PROJECT SUMMARY/ABSTRACT.
Novel vaccination strategies are necessary to contain the TB pandemic, as the currently licensed anti-tubercular
vaccine, Bacille Calmette-Guerin (BCG), has limited and variable efficacy. Attenuated, live-replicating
Mycobacterium tuberculosis (Mtb) express the full complement of protective antigens not present in BCG. As a
result, these strains are most likely to induce long-lived immune responses and generate durable protection.

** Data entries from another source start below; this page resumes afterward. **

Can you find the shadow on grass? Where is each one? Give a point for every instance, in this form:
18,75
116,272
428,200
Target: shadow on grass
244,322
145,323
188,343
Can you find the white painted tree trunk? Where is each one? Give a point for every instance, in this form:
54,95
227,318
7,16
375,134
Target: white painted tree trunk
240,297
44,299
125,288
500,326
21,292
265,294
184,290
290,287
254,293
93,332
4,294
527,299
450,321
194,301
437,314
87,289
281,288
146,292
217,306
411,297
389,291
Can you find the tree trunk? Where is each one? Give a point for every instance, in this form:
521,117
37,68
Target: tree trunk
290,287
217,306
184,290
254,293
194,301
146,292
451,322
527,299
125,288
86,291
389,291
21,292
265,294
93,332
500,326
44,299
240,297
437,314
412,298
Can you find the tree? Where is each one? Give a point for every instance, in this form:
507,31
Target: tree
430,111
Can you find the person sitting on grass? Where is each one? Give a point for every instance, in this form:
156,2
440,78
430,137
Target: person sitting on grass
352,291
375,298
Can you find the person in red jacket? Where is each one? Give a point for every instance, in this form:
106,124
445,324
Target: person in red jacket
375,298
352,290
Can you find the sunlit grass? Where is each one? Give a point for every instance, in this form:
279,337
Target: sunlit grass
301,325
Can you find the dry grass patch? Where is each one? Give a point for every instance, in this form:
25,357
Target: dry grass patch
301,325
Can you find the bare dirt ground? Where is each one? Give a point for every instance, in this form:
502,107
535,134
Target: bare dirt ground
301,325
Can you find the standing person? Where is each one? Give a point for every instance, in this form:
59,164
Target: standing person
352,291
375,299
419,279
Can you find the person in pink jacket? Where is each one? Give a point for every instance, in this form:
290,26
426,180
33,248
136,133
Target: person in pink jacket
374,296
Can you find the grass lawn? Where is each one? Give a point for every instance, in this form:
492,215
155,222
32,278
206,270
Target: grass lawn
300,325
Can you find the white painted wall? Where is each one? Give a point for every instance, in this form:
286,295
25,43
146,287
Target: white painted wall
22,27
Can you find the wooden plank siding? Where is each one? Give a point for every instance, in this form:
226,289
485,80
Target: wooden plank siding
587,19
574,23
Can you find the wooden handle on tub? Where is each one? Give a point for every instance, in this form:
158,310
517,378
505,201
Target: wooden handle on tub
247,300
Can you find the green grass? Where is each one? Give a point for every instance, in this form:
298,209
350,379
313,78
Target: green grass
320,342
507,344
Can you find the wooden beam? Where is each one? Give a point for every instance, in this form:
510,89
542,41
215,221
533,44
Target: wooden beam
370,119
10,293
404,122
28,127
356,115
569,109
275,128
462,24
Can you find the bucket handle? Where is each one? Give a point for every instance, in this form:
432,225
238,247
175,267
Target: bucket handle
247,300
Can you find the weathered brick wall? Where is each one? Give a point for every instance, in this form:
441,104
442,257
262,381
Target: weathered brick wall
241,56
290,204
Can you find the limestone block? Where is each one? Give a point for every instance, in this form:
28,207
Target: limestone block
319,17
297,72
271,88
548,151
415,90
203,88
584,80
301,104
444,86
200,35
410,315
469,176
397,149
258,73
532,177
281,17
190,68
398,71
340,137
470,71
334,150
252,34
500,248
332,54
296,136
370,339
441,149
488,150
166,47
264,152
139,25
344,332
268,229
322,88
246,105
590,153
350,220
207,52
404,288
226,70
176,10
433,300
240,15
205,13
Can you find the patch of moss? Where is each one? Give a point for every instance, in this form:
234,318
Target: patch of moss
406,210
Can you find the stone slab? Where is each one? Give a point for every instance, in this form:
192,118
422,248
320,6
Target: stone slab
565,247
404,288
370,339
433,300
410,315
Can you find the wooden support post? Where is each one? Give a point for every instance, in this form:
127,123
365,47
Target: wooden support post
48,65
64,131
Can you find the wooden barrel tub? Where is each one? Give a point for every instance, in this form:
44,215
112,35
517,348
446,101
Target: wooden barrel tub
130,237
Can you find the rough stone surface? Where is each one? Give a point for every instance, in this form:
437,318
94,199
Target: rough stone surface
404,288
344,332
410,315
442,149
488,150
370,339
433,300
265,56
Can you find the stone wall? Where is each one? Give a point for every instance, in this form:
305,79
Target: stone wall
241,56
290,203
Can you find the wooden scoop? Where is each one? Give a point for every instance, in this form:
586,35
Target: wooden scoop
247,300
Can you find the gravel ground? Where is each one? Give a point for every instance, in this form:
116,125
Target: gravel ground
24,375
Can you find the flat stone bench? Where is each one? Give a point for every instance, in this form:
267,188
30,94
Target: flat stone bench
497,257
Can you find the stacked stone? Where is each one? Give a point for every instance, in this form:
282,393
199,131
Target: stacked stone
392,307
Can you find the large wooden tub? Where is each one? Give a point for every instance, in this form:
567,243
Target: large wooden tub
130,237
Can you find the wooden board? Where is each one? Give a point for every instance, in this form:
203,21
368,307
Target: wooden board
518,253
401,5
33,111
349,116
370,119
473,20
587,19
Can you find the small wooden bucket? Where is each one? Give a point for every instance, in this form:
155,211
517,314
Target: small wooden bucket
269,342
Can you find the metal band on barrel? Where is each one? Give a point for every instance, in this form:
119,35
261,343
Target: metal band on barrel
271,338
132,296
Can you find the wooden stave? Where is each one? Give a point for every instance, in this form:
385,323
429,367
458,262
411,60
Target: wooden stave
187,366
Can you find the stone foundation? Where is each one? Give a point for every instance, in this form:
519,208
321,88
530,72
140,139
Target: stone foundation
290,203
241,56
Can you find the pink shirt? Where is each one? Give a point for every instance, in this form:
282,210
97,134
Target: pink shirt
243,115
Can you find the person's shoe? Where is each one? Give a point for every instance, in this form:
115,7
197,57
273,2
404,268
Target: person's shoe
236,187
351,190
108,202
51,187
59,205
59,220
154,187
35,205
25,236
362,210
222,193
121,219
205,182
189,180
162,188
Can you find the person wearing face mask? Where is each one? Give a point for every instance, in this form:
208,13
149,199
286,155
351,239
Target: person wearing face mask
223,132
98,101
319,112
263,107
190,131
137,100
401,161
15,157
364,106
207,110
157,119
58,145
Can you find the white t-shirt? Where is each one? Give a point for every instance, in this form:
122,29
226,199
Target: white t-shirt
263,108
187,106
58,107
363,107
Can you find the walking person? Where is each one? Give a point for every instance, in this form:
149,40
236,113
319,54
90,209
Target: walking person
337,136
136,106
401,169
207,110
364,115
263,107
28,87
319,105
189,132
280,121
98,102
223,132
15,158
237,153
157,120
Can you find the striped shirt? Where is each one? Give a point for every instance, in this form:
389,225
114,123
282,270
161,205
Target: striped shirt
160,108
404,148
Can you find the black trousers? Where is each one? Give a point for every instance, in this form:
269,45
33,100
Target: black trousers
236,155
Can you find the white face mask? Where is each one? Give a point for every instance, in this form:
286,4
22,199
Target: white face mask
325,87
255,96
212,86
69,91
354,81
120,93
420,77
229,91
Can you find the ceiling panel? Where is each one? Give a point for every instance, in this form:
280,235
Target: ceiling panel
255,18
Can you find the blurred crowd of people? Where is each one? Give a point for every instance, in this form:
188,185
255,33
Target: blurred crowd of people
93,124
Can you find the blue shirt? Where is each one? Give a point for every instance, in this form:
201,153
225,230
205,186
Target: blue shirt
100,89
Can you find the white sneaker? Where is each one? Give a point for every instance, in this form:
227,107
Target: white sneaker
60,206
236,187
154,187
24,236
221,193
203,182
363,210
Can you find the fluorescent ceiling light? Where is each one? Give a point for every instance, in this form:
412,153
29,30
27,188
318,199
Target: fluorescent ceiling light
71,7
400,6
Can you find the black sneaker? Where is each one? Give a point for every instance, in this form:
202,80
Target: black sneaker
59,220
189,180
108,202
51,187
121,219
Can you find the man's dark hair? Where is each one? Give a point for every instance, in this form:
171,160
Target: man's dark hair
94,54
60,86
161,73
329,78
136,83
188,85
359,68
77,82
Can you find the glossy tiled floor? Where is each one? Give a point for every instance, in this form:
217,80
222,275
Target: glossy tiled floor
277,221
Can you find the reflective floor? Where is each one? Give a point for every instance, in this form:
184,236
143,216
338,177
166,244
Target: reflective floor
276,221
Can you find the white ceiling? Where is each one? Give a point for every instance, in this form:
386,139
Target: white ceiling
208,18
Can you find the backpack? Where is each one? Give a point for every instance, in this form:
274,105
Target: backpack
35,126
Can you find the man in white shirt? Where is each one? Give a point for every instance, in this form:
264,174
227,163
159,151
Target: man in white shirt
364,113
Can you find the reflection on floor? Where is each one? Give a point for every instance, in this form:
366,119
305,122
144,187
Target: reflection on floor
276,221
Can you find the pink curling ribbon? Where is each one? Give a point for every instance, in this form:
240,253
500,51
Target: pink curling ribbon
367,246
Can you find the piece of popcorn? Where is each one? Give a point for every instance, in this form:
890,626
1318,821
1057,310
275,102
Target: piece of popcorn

Rhesus macaques vaccinated with an isogenic Mtb mutant in the allele encoding the stress-response master
regular SigH (DsigH) were protected from TB after infection with a lethal dose of Mtb, and characterized by the
presence of inducible bronchus associated lymphoid tissue (iBALT) and robust T cell responses in the lungs.
Protection by DsigH could be reversed by the depletion of CD20+ B cells which ablates iBALT. Protection with
DsigH was validated in cynomolgus macaques, a second NHP species used as a model for TB vaccination.
Preliminary data presented in this proposal indicates that protection elicited by DsigH is based on the generation
of very early, potent, innate immune responses in the lung that drive rigorous immune dynamics and interactions.
We propose to use cutting-edge techniques that our group has optimized, such as single cell RNA sequencing
in airways and lungs, PET/CT scans of whole animals and single cell imaging, to fully understand elite lung
responses generated by DsigH compared to Mtb. Our proposed work will not only provide in-depth knowledge
of immune responses generated by a potential human intervention for TB, but also identify mechanisms by which
Mtb infection can be sterilized prior to the formation of the granuloma.